Sonder le malaise agricole

Mais tous les paysans n’ont plus la force pour réagir comme Damien ou d’autres. « Il y a dix huit mois, mon voisin, célibataire, exploitant une cinquantaine d’hectares s’est donné la mort alors qu’il ne s’en sortait plus face une surcharge de travail », déplore Damien.

Face à ces drames, l’InVS et la Mutualité sociale agricole (MSA) vont enfin travailler ensemble pour tenter de quantifier plus précisément le nombre annuel de suicides d’agriculteurs et prendre les mesures adéquates pour répondre à cette détresse et faire de la prévention. « L’étude Coset va être lancée à l’échelle nationale, indique une porte parole de l’InVs. Nous sommes en phase pilote et nous espérons que des milliers d’agriculteurs participeront à Coset ». Une décision saluée par l’un des deux syndicats minoritaires agricoles français. « Nous nous félicitons du projet d’étude de l’Institut de Veille Sanitaire et de la MSA. Nous tenons cependant à rappeler que la MSA était jusqu’à présent restée hermétique à ses sollicitations », réagit une porte parole de la Coordination Rurale.

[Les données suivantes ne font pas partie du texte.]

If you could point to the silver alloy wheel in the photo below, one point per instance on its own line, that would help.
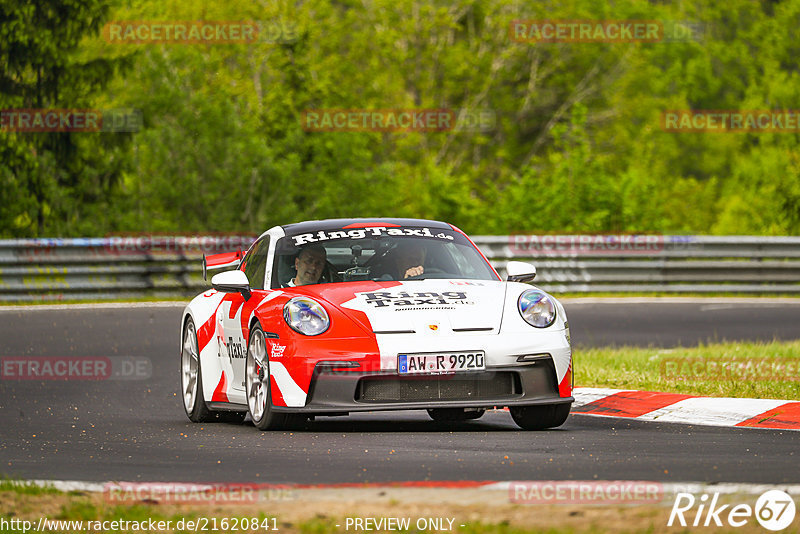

Rendez-vous dans plusieurs années pour évaluer les résultats. En attendant, les groupes de prévention du suicide font ce qu’elles peuvent ici ou là. Mais faute de mesures d’urgence d’autres drames risquent d’arriver… Le syndicat majoritaire agricole français, la FNSEA indique pour sa part que la prévention du suicide des exploitants agricoles fait partie des « priorités » du mandat de son nouveau président, Xavier Beulin. « En agriculture, il y a une catégorie de risques qu’on n’a pas dans les autres métiers, à savoir les aléas climatiques et sanitaires, souligne-t-il. Le dépôt de bilan en agriculture se pratique très peu alors que la procédure de redressement judiciaire peut permettre à un agriculteur qui connaît une difficulté conjoncturelle de rebondir », poursuit-il. Une idée qui fait son chemin et devra être accompagnée de moyens spécifiques pour que la profession agricole ne figure plus parmi les métiers où il existe les plus forts taux de suicides.